More proof that Google is not really using Latent Semantic Indexing (LSI)?

Most folks that are schooled in information retrieval (like my virtual buddy @thegypsy) already know that latent semantic indexing (LSI) is little more than a pipe dream at this point. However, there are still a lot of SEO folks out there that are convinced that LSI is a major factor and spend an inordinate amount of time trying to somehow optimize their sites accordingly.

I’m no information retrieval expert, but I do recognize anecdotal proof when I see it (at least I think I do). Here’s what I’m referring to specifically…

While browsing through my Google Analytics profile for this blog I happened upon a fairly odd keyword referral:

“social media agencies seattle”

It seemed odd that a blog that is not based in Seattle and rarely makes any mention of Seattle would rank well enough to generate a visitor referral for this term. However, when I took a quick look at the SERPs for this term I noticed that my recent blog post relating to a conversation I had with a “social media denier” while attending SMS Advanced (a conference that was hosted in Seattle) held the No. 5 position in the organic results set.

Note: I logged out of my Google account to counter an ranking effects that personalization might have had on the SERPs (though that might not completely eliminate personalization). Also, I found it interesting that this search referral came from a user based in Seattle, Washington (confirmed via Google Analytics data).

Why is this significant? There are several reasons as far as I’m concerned.

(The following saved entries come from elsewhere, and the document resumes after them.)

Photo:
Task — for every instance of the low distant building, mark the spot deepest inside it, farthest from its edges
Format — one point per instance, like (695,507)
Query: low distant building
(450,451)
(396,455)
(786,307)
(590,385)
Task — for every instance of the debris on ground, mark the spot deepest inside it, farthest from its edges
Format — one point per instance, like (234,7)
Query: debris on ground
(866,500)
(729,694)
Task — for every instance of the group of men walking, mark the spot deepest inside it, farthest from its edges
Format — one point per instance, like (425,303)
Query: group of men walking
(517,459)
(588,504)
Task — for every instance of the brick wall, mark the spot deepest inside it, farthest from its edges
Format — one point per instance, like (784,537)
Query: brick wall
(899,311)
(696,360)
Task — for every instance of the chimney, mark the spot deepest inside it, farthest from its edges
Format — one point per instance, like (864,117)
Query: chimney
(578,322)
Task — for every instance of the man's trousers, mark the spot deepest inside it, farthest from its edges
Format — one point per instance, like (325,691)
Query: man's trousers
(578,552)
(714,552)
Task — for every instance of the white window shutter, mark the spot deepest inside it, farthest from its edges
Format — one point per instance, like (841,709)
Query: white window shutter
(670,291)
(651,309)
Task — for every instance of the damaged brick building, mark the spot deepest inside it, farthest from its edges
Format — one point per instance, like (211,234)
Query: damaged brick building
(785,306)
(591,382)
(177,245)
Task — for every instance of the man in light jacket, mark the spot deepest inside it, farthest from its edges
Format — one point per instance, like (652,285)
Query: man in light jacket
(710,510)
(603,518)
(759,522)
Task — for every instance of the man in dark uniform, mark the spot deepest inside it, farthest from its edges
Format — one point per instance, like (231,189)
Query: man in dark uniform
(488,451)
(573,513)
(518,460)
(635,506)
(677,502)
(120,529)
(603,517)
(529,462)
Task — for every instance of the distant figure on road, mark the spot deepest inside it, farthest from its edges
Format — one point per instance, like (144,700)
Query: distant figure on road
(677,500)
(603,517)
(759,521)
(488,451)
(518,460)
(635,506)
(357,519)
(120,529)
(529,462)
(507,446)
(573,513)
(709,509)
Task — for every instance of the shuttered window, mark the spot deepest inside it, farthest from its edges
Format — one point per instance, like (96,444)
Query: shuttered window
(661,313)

While I’m happy to get the extra referral, I’m convinced that my blog post is extremely irrelevant considering the context of the search query. Semantically speaking, the phrase “social media agency Seattle” is communicating a fairly clear intent to find an agency that specializes in social media and is based in Seattle (especially if the search query in question originates from the city of Seattle). I would think that even a very basic form of LSI would account for this and ensure that a blog post that simply makes mention of the word “Seattle” but does not tie that keyword to concept of social media agency services in any way would not show up anywhere near the first place of results. Sure, the words “social media” and “agency” are included in the post, but at no point is there any semantic inference to the concept of a “social media agency” in this post, much less a social media agency in Seattle.

Furthermore, knowing what I know about the inbound links and anchor text – namely references to “Seattle” and “Social Media” – that this particular blog post received, I’m convinced that the only reason my blog post is showing up for this post is mainly a function of anchor text saturation as opposed to any semantic logic.

In layman’s terms, my blog post has nothing to do with social media agencies in Seattle, so why in the heck is it ranking well for this phrase?

The answer, in my mind, is simple. It’s because LSI has little or no role in Google’s current search algorithm(s) while inbound links and anchor text account for the lion’s share of ranking influence.

P.S. This is by no means a scientifically sound evaluation. I have not properly used the scientific method (isolating variables, etc) and I have not tried to replicate the results. This is purely an anecdotal treatment (albeit a fairly strong one in my opinion.

Also, I would love to get feedback on my conclusions from information retrieval pros. Perhaps I’m misunderstanding the meaning of LSI. If so, please let me know. The last thing I want to do is spread misinformation.